Seems to me that it only works and works sequentially too, when i place a go keyword in front of WalkFakeDirectory function as shown in code example below (playground).
Would really appreciate if anyone can explain how this works?
package main
import (
"fmt"
"strings"
"sync"
"time"
)
func main() {
done := make(chan int)
path := make(chan string)
defer close(done)
//var wg sync.WaitGroup - Not working too
//wg.Add(1)
fmt.Println("walking file path")
go WalkFakeDirectoy(done, path)
//wg.Add(1)
ConvertToUpperCase(path, done)
//wg.Wait()
fmt.Println("done!")
//time.Sleep(2000) // Not working
}
func ConvertToUpperCase(files chan string, done chan int) {
for file := range files {
fmt.Println("converting data data", strings.ToUpper(file))
}
}
func WalkFakeDirectoy(done chan int, path chan<- string) {
func() {
list := []string{"abc", "def", "fgh", "ijk", "mnn"}
for _, file := range list {
fmt.Println("getting data", file)
path <- file
time.Sleep(3000)
}
}()
}
This Go blog post about pipelines should have enough information to build your own. The gist of it is a code sample:
func gen(nums ...int) <-chan int {
out := make(chan int)
go func() {
for _, n := range nums {
out <- n
}
close(out)
}()
return out
}
func sq(in <-chan int) <-chan int {
out := make(chan int)
go func() {
for n := range in {
out <- n * n
}
close(out)
}()
return out
}
func sample_pipeline() {
// Set up the pipeline.
c := gen(2, 3)
out := sq(c)
out2 := sq(out)
// Consume the output.
for o := range out2 {
fmt.Println(o)
}
}
func main() {
sample_pipeline()
}
sq
is a pipeline stage - it takes a channel with inputs and returns a channel with outputs (squared values of inputs). sample_pipeline
sets up a two-stage pipeline and connects a generator with two values to it.

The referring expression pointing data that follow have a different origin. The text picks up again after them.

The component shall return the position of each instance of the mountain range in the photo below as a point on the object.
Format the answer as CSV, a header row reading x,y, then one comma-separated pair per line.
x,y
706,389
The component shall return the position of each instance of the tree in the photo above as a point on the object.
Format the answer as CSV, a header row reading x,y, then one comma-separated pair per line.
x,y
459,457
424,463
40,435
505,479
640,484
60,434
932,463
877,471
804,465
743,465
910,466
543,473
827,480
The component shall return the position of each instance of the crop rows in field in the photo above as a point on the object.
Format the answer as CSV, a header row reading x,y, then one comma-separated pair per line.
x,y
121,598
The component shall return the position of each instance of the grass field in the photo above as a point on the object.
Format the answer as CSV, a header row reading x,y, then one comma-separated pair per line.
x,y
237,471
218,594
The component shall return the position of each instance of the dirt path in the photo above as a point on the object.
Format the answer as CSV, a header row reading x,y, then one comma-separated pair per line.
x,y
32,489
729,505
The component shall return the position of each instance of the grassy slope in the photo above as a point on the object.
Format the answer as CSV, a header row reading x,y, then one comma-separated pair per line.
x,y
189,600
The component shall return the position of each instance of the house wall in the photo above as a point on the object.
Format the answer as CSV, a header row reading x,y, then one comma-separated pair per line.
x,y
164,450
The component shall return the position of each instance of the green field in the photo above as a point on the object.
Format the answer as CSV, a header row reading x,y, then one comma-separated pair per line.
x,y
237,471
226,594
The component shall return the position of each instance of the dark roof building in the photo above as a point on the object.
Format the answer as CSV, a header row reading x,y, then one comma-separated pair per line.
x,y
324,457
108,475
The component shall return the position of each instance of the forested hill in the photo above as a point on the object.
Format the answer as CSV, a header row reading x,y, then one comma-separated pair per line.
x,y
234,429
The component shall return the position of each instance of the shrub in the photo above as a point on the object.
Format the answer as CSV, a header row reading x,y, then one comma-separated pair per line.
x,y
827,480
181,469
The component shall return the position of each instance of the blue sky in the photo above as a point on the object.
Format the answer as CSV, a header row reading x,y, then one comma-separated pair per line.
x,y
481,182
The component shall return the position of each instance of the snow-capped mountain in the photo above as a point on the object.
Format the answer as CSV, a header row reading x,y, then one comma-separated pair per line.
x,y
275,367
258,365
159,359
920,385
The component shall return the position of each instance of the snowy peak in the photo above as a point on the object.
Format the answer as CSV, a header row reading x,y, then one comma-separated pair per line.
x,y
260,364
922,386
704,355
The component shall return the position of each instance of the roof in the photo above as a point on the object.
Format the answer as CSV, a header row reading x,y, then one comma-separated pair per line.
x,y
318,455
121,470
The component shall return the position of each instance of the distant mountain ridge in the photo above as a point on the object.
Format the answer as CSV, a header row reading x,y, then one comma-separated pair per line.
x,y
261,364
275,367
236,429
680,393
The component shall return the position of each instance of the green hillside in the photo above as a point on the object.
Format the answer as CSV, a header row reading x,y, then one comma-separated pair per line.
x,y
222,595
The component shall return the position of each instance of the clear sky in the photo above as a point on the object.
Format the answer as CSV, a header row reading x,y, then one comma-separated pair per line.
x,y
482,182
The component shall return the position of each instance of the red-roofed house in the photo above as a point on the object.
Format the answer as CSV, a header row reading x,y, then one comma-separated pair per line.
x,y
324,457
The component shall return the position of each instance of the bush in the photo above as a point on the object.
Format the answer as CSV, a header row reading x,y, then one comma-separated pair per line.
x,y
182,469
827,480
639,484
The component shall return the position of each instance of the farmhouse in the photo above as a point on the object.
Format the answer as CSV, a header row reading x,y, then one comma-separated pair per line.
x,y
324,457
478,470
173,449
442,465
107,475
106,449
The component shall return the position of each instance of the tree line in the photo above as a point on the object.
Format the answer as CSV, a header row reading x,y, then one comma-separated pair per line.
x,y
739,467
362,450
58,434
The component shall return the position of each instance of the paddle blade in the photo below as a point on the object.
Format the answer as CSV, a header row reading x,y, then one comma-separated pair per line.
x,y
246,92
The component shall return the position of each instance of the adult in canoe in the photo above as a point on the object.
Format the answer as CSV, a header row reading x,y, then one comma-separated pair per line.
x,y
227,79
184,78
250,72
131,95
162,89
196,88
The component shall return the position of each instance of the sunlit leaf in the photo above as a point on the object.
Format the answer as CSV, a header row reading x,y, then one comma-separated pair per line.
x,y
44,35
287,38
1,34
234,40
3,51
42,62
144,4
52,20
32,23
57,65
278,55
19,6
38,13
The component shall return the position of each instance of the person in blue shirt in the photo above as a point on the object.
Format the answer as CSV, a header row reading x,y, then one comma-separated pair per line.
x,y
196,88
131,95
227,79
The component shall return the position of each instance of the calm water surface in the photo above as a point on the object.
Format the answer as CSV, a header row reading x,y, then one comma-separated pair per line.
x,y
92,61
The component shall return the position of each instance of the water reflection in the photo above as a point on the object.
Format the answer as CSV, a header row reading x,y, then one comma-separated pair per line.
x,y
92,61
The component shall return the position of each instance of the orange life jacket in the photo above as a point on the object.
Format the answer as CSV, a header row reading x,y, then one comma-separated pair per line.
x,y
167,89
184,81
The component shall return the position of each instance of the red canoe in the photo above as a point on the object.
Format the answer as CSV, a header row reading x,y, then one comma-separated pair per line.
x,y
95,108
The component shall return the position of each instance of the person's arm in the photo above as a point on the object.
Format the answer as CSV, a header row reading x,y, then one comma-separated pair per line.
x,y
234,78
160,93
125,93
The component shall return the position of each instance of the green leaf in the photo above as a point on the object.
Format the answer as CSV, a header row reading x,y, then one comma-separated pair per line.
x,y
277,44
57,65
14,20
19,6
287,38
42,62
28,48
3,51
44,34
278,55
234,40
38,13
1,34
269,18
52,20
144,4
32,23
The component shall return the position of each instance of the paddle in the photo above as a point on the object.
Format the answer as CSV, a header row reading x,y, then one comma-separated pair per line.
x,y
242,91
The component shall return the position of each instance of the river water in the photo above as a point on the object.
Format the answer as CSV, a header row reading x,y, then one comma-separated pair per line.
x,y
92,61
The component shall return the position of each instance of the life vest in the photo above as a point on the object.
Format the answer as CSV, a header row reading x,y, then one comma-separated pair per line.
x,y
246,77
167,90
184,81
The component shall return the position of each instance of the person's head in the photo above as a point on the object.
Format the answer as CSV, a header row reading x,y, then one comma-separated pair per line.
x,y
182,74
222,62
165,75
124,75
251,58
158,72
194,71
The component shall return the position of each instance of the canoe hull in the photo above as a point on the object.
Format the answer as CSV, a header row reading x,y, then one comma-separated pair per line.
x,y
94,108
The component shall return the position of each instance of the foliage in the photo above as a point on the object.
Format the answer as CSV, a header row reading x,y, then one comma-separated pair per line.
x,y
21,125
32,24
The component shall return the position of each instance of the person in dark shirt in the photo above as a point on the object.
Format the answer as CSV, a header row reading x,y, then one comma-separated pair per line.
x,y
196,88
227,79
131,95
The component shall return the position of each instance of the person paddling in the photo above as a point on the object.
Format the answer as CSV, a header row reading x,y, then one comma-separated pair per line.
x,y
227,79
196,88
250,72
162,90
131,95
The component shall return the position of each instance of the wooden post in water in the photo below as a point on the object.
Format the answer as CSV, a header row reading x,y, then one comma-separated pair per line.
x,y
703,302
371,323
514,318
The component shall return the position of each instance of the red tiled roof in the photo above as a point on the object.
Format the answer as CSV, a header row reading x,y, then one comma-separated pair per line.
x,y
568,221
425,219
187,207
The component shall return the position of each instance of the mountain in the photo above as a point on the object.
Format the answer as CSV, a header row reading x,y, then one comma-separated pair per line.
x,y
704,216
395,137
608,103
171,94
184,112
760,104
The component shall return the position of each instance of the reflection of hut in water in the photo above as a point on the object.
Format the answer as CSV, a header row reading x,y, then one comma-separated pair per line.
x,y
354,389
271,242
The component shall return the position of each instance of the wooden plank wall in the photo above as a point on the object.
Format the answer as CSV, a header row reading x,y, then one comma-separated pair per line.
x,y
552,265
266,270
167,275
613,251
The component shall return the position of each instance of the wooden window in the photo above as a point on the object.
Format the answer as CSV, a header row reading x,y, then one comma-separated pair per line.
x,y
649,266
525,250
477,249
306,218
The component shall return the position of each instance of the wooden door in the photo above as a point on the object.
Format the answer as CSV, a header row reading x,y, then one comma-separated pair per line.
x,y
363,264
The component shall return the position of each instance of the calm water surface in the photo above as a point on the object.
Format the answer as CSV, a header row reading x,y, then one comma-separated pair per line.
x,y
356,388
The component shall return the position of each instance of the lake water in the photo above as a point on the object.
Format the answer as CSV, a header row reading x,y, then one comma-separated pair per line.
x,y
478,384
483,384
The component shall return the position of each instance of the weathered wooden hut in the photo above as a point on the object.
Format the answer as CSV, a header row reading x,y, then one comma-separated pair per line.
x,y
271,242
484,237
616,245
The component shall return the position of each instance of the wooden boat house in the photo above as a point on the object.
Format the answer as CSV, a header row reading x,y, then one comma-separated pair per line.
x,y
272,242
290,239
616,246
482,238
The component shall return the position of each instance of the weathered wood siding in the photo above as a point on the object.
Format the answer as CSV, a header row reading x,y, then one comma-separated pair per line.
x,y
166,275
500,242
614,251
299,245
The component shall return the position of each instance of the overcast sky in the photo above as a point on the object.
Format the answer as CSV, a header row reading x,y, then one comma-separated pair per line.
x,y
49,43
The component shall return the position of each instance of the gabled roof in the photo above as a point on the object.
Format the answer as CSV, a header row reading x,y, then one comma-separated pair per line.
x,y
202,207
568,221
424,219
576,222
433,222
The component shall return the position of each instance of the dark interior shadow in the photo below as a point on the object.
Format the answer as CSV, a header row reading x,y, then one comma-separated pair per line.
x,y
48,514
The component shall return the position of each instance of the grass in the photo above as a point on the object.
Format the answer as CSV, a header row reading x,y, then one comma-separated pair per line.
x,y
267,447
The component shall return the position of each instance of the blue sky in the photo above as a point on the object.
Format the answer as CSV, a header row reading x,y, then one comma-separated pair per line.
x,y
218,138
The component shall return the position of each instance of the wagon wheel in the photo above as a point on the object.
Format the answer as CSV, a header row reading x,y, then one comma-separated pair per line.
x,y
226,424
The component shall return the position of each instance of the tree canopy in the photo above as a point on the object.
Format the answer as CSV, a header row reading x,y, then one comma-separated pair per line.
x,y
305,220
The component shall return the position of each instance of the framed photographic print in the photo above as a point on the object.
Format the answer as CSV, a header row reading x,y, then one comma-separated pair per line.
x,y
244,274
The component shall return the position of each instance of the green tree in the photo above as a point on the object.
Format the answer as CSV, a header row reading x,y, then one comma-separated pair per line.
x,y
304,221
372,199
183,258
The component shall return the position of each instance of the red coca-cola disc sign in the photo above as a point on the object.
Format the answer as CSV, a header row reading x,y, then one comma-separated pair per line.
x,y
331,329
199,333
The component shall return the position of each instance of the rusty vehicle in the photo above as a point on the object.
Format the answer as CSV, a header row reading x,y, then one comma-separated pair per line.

Note importantly how the finishing is done - each pipeline stage is a goroutine that does the pipeline stage work (wait for new data from input pipe, process it, send output). When the input pipe of each stage is done (range loop on channel stops) it closes its own channel. Closing a channel is the canonical way of signaling "this channel is done" in Go.